Maria Poumier
07/12/12 :: 6:28
"Iran,la destruction nécessaire"
Jean-Michel Vernochet,journaliste expérimenté,sait trouver des titres équivoques
qui sont autant de titres choc. Son livre de 2003, « L’islam révolutionnaire »,
mise en forme de la pensée de « Carlos » Ilich Ramirez Sanchez, a ainsi trouvé
ses lecteurs, non seulement du côté des musulmans passionnés de politique
et de révolution, mais aussi chez d’autres, terrifiés par l’idée que l’islam
porte effectivement un projet révolutionnaire dévastateur pour les sociétés européennes telles qu’elles fonctionnaient avant la grande vague
d’immigration musulmane.
Ce nouveau livre à tonalité apocalyptique passionnera tant ceux qui souhaitent
la destruction de l’Iran, que ceux qui la redoutent. Riche d’informations
relevant de la géopolitique, des tendances enracinées dans l’espace
et l’histoire diplomatique, il établit la centralité de l’Iran dans la conjoncture
actuelle, mais ne traite nullement du potentiel idéologique subversif
qu’il était censé abriter jusqu’à une date récente.
C’est là la première surprise, reflet d’une mise à jour radicale.

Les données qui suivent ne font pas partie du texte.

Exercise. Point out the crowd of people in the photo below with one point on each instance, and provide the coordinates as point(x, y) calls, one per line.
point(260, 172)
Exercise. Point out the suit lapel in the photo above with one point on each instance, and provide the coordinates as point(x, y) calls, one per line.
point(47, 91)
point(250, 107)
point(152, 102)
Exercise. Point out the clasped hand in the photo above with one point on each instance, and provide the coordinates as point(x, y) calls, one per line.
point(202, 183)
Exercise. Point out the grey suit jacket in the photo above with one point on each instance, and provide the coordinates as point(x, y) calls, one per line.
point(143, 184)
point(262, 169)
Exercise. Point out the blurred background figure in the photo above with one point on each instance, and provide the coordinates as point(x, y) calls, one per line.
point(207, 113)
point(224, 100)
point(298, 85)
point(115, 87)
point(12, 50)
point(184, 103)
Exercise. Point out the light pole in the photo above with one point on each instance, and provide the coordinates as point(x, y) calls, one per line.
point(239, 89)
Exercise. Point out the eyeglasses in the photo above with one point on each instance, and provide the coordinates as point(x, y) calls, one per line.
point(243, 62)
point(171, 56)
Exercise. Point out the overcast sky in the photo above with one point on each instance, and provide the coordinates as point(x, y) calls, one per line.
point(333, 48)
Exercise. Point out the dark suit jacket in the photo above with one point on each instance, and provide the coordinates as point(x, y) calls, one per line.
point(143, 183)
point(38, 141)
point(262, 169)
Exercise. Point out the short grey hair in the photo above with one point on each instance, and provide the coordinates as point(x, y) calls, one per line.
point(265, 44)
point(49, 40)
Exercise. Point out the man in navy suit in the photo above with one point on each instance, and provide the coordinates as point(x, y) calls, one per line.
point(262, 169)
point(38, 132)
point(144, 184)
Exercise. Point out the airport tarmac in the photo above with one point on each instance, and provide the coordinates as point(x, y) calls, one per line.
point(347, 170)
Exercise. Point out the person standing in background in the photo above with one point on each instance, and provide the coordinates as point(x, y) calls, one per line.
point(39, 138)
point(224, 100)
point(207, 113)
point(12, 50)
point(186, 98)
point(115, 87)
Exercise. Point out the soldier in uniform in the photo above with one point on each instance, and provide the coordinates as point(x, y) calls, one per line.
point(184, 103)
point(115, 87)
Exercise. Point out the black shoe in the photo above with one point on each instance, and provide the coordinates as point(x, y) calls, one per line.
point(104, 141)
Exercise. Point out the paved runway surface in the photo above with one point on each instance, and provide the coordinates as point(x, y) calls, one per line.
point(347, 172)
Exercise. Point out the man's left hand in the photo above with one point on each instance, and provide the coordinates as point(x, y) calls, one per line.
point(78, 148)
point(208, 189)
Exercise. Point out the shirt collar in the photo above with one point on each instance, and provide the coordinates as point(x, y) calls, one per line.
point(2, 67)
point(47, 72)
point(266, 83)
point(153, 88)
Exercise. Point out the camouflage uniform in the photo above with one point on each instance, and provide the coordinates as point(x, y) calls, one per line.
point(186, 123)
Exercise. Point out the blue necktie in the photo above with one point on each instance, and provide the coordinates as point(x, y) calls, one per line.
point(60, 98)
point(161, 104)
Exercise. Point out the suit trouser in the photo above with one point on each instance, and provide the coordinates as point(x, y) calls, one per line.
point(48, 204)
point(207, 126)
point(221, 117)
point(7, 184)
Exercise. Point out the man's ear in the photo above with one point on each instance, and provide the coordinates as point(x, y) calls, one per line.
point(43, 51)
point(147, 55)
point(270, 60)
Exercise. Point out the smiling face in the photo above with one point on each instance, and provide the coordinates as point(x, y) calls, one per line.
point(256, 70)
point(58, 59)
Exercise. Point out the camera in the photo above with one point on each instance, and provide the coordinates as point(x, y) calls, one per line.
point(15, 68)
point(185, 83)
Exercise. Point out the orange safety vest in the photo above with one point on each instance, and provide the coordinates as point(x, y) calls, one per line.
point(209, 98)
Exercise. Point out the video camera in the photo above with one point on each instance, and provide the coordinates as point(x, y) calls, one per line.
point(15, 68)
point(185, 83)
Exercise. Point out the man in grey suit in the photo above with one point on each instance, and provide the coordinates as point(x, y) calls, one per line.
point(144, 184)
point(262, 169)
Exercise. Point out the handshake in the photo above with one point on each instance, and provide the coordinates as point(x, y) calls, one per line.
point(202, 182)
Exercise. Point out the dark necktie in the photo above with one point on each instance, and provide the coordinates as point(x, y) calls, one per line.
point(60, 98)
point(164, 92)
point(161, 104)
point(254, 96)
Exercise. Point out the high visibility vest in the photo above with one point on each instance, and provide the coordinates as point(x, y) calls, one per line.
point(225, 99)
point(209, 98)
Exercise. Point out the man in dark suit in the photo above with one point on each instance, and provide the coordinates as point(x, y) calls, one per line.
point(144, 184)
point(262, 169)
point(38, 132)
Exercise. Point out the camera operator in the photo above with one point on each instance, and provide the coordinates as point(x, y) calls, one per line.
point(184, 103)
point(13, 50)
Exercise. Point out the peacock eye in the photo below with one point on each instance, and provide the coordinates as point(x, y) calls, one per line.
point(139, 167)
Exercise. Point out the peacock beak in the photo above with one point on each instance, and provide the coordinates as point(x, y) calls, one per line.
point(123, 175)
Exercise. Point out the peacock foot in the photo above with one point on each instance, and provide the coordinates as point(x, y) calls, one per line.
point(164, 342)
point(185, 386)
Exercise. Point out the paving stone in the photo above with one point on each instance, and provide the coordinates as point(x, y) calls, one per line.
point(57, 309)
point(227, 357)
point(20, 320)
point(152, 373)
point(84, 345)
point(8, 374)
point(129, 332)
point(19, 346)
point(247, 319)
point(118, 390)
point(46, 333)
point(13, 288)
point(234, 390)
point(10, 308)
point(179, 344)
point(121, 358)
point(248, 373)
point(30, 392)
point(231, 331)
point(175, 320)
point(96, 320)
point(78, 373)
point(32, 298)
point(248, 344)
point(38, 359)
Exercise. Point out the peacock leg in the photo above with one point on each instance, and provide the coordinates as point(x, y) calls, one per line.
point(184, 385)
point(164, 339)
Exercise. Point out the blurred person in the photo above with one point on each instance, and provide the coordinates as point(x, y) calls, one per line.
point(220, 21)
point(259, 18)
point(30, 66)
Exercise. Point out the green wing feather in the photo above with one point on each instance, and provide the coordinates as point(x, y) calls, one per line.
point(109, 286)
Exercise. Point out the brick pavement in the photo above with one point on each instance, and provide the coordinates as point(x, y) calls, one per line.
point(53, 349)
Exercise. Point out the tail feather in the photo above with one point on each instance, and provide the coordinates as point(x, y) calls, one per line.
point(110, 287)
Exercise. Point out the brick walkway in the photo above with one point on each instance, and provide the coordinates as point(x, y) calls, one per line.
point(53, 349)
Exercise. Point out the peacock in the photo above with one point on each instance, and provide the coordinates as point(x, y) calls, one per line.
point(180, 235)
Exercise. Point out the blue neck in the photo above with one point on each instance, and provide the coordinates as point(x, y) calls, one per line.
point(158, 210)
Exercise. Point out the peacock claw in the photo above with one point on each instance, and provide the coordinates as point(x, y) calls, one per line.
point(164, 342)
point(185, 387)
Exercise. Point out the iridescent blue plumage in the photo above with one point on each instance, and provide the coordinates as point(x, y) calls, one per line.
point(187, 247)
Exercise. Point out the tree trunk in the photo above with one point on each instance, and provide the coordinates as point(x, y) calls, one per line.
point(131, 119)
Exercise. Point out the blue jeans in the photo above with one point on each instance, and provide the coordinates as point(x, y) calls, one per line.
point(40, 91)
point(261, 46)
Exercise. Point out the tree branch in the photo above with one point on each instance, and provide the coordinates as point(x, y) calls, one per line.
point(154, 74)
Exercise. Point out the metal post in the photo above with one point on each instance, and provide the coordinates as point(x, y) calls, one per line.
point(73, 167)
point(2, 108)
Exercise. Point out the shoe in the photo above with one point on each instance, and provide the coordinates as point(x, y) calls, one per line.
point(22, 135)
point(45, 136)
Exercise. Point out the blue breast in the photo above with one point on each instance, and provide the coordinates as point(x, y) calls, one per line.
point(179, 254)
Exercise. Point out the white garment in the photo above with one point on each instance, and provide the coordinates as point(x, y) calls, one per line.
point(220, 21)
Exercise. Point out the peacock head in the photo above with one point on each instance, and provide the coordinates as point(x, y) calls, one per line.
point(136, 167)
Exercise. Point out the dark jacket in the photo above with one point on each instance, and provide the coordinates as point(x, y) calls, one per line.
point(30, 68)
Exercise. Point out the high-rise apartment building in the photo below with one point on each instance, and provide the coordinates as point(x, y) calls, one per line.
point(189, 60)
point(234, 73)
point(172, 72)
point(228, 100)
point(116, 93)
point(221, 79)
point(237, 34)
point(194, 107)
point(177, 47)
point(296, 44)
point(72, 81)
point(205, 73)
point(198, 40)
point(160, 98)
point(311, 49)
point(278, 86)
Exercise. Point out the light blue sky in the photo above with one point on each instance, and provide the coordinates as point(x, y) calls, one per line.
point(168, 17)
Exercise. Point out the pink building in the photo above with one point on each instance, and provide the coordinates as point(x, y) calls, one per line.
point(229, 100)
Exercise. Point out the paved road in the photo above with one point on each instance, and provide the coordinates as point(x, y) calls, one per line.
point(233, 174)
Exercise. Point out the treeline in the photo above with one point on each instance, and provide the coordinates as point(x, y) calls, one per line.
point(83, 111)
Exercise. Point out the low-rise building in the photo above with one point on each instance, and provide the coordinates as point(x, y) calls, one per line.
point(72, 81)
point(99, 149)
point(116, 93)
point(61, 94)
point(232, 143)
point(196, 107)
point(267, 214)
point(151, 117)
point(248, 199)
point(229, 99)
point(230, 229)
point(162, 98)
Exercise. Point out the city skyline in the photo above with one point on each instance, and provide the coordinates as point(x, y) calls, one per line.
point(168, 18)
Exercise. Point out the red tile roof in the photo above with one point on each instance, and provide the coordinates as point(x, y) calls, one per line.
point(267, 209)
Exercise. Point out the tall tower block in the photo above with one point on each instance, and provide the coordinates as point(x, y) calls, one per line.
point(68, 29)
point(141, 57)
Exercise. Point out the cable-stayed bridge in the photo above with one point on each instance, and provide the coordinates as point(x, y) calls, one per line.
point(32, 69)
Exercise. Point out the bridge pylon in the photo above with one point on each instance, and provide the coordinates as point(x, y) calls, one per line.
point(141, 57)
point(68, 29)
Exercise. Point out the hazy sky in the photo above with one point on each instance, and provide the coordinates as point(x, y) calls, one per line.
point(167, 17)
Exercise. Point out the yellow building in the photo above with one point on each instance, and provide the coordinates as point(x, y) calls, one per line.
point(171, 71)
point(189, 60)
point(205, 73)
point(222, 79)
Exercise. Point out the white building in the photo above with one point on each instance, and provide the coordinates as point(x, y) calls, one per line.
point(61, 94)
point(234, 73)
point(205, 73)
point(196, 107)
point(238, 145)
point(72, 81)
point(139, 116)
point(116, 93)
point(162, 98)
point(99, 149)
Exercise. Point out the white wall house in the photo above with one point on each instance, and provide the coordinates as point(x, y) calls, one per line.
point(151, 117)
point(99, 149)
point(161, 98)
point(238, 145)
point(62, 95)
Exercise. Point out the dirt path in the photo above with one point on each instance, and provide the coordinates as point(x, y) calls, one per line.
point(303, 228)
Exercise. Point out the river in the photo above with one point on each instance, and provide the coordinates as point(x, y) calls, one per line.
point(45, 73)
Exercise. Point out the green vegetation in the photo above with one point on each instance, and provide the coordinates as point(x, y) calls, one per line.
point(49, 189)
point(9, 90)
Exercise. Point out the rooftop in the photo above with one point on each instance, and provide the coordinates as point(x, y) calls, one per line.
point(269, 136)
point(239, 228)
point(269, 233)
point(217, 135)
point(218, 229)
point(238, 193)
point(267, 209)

Effectivement, depuis ces dernières années, l’islam sunnite est le cadre
de reprises en main de nombreux pays, mais bien souvent sans plus
contester le système économique néo-libéral, et dialogue avec les représentants
de l’ex « grand Satan » occidental dans des termes qui vont de la courtoisie
à la collaboration,tandis que l’islam chiite,son concurrent, ne semble
nullement soucieux de convertir l’Occident
à sa foi. L’Iran réaliste cherche à se faire des alliés sur la base des intérêts
économiques mutuels, et ne brandit plus guère dans sa rhétorique
qu’une question passionnelle, la condamnation d’Israël comme haut lieu
de mensonge, de terrorisme d’Etat et de vol des terres palestiniennes;
ce bilan de l’Etat juif étant désormais partagé par toute la planète,
comme vient de le montrer le vote à l’ONU en faveur de la reconnaissance
de l’Etat palestinien,l’antisionisme iranien ne constitue plus un fer de lance
contre l’Occident,mais un lieu commun pouvant servir de base de travail.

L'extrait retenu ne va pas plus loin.